Since then, it has grown to reach more than 1 million monthly readers worldwide in all but seven countries (and one of the holdouts is North Korea).
Managing the blog is a team effort led by Cheryl Welch, a longtime reporter and editor who relied on her journalistic instincts to establish it as a trusted news source for Spectrum Health in Michigan and beyond.
I spoke with Cheryl when the site first launched in June 2015 and caught up with her again to talk about what’s behind its explosive growth.
She offers sound advice for anyone trying to expand their blog’s reach, particularly in the healthcare field. Here’s how Cheryl and the Health Beat team did it.
There’s a whiteboard drawing of a large apple tree sprouting fruit in the Health Beat room.

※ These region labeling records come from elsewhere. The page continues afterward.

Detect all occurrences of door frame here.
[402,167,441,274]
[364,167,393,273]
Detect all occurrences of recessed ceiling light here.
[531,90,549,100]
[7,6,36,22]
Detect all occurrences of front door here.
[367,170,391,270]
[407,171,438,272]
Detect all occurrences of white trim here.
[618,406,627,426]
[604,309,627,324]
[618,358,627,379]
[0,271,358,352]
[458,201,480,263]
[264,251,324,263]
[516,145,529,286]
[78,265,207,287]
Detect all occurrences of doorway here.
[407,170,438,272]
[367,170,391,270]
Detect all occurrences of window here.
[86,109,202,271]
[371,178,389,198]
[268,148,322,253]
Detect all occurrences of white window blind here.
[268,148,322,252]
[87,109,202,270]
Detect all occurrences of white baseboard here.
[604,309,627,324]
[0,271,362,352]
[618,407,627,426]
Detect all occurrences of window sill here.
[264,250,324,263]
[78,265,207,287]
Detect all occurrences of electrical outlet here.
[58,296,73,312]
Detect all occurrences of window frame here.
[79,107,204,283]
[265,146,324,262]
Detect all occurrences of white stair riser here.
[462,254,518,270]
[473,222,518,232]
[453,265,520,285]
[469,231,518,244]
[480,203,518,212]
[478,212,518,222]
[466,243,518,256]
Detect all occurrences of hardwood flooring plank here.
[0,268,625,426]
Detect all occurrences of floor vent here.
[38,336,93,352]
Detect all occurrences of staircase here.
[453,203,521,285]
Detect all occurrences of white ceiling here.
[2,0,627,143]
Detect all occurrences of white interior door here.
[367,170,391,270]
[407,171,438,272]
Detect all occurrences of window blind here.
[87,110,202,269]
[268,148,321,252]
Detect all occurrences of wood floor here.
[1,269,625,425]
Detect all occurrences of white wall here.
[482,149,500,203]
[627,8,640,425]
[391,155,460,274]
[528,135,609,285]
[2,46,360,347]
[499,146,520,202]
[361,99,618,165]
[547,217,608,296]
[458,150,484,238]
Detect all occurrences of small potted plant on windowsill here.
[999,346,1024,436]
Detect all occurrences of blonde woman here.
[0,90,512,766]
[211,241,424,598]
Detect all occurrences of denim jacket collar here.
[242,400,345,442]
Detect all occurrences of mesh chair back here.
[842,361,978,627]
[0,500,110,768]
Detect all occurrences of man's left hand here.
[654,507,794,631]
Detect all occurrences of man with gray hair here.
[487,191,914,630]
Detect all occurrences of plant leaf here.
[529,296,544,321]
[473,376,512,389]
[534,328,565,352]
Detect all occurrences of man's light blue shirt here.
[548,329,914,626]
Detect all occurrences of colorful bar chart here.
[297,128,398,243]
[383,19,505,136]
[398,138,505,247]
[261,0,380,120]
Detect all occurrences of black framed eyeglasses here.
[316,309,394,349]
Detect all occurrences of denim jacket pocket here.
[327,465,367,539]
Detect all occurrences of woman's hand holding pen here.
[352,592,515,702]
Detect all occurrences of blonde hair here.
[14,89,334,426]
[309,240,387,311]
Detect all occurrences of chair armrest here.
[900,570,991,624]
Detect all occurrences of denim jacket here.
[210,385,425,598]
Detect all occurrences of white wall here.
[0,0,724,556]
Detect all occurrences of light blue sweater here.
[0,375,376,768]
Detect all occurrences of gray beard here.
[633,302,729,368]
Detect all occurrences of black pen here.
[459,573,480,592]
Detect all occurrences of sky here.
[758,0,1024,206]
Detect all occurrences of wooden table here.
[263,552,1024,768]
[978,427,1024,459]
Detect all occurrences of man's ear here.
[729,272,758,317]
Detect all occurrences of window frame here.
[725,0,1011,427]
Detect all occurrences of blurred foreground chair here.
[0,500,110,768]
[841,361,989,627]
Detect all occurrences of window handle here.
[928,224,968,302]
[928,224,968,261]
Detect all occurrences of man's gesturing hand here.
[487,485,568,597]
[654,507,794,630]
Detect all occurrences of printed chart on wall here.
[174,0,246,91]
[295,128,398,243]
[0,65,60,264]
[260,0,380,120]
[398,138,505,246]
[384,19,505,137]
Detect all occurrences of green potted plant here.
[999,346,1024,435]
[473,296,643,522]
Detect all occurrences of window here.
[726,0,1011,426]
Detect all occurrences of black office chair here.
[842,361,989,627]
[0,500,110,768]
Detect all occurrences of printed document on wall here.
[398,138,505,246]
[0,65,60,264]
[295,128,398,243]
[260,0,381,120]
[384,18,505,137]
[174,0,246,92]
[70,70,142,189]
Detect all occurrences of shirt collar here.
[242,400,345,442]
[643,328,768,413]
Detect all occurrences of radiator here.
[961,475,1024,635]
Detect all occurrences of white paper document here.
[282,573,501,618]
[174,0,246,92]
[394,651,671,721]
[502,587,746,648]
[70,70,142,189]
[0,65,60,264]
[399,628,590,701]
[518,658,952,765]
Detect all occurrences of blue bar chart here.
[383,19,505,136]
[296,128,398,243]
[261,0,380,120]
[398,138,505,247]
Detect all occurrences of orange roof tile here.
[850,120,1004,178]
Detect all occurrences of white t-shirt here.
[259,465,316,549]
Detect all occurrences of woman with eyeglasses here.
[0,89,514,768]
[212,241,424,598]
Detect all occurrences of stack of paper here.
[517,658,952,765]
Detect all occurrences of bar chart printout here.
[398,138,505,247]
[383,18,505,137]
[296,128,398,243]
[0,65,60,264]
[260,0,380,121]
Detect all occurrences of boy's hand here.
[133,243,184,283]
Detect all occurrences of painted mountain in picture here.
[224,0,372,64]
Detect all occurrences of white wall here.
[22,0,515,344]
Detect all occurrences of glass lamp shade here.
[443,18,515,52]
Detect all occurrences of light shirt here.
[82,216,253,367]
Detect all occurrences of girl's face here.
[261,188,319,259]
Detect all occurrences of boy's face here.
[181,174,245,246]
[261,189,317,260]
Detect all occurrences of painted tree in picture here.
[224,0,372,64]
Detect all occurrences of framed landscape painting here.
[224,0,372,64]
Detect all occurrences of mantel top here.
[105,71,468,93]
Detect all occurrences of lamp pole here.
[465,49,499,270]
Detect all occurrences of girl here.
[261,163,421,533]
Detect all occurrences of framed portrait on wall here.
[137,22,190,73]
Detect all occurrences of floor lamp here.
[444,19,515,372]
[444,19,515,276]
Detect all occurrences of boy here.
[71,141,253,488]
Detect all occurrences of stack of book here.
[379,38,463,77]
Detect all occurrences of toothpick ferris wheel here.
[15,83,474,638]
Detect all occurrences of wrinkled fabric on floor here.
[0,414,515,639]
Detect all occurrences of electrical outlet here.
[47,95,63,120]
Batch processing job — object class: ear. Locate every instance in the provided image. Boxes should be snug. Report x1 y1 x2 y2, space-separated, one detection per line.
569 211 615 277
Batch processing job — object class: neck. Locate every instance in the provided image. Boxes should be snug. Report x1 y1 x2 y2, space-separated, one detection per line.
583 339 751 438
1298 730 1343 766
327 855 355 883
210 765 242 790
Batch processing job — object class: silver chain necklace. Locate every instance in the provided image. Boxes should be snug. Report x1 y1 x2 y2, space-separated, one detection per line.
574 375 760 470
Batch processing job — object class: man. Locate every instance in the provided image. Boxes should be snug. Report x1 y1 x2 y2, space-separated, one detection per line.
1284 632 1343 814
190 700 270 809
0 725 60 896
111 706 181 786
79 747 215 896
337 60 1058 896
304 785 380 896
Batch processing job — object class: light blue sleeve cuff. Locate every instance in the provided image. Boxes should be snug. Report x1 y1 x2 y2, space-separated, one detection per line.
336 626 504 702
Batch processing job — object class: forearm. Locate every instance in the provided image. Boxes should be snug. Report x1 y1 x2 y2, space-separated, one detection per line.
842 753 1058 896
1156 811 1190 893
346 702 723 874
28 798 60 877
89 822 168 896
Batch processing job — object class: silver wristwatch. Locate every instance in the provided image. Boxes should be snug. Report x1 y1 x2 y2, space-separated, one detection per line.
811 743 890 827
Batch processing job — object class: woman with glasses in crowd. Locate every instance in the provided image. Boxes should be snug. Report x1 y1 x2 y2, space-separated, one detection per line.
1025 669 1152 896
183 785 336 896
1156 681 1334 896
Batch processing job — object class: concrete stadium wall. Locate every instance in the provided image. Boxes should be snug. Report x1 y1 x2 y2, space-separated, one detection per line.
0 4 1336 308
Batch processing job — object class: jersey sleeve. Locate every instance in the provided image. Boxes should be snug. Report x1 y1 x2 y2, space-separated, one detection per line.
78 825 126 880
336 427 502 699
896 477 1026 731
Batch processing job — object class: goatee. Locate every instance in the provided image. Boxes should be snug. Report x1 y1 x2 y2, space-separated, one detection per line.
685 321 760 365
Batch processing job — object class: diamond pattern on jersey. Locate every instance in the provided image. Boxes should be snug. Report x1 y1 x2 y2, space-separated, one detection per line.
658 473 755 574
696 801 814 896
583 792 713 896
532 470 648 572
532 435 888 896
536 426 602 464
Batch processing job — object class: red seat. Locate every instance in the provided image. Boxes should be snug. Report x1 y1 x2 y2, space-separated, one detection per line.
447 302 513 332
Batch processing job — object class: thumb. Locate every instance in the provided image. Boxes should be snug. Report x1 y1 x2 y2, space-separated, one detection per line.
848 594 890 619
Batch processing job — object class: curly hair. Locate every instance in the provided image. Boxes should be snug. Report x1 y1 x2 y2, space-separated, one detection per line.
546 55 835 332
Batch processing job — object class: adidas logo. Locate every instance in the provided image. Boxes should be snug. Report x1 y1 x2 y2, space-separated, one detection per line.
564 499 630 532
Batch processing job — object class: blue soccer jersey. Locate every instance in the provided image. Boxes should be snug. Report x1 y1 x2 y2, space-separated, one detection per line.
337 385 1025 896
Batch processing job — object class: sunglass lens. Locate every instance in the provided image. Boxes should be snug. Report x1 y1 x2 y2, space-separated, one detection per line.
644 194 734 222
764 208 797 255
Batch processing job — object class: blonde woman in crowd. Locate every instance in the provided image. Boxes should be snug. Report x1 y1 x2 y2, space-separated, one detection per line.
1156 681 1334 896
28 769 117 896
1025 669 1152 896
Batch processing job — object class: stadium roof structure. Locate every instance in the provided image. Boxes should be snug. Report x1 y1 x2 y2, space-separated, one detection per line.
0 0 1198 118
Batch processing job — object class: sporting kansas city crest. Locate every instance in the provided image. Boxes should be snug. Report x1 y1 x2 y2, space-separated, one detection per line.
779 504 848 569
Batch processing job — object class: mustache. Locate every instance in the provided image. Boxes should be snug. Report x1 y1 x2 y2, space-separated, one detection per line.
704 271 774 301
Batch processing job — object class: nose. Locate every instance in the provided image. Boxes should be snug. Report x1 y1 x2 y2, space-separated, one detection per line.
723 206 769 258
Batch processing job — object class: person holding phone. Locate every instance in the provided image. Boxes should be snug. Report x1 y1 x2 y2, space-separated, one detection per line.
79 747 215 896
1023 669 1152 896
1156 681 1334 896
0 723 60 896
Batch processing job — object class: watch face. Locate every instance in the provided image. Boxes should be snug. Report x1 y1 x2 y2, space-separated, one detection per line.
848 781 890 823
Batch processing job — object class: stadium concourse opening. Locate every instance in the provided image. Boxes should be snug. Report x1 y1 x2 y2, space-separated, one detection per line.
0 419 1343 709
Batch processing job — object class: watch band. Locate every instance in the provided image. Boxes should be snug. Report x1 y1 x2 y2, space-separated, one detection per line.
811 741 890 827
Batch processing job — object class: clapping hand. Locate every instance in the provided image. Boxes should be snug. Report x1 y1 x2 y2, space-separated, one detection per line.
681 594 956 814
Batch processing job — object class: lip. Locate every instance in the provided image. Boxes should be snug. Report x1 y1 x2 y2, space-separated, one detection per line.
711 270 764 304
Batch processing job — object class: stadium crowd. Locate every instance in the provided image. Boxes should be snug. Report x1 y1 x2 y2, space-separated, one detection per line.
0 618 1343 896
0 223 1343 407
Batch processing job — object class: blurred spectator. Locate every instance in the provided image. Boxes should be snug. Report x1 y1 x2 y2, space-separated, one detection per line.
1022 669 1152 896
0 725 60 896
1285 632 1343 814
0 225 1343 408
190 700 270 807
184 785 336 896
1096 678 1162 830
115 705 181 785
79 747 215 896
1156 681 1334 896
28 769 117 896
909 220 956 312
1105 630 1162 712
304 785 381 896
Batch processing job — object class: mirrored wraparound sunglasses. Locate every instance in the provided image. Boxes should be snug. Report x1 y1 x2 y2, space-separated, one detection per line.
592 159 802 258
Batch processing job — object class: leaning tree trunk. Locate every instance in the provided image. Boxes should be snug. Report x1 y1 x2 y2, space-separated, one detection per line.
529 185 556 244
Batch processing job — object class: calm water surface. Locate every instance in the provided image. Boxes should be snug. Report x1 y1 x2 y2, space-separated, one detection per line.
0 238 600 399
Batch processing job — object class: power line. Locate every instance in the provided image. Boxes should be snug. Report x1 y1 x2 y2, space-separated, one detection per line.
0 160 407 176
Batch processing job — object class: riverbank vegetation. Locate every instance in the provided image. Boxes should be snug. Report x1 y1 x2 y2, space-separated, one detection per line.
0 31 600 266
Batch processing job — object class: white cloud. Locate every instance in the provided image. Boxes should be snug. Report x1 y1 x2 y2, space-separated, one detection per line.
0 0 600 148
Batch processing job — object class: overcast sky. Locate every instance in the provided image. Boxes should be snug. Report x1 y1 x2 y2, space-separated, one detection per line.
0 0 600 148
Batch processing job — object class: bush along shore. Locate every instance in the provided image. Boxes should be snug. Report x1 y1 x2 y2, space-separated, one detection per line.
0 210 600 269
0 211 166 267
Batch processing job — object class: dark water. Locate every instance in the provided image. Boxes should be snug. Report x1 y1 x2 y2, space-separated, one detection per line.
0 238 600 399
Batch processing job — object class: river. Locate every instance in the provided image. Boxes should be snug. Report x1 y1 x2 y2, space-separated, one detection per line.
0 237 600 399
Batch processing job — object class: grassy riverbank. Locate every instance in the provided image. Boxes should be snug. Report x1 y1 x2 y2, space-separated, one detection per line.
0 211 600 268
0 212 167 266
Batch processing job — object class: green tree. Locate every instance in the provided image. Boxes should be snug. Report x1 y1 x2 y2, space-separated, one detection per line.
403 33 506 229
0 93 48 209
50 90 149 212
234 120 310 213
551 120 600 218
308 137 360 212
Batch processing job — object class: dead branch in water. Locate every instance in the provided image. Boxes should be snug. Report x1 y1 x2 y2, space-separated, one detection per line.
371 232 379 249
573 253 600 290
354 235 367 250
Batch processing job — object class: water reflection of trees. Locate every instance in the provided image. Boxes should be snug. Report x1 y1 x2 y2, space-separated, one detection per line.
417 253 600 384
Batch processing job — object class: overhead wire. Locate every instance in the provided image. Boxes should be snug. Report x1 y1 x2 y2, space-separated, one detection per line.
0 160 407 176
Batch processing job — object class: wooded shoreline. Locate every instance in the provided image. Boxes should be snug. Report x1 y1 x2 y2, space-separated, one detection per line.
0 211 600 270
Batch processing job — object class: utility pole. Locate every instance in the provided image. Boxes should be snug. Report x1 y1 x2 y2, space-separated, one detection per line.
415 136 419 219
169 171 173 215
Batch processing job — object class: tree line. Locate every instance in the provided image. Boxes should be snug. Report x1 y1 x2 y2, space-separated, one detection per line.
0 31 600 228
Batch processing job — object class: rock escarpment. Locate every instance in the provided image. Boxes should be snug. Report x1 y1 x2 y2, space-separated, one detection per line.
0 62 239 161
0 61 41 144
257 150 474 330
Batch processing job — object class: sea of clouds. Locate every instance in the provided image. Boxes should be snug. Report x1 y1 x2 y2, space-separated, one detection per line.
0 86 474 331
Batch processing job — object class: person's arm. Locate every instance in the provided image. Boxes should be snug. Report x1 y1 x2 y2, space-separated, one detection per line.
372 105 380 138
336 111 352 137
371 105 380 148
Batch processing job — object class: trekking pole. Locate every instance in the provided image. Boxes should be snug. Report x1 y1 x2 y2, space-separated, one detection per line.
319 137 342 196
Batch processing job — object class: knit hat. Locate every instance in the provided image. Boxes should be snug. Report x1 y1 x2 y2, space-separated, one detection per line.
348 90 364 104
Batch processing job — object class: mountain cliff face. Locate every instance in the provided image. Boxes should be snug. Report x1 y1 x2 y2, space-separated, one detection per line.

The drawing reminds the team and others of the blog’s mission: To help people on their health care journeys.
“As long as our focus stays on that mission, then the fruits of our labor naturally form,” Cheryl said. “Those are mindshare, market share, brand loyalty, brand reputation.”
Having a clearly stated mission keeps the team on track and ensures every project they take on aligns with that focus. Anyone involved in creating content that’s linked to a corporation has likely had to balance requests from various departments and content that truly serves the reader. It can be easy to say "yes" to every request, especially when a blog is in its early stages. This can cause your blog to become more about you and your organization than about your readers—and your readers will notice.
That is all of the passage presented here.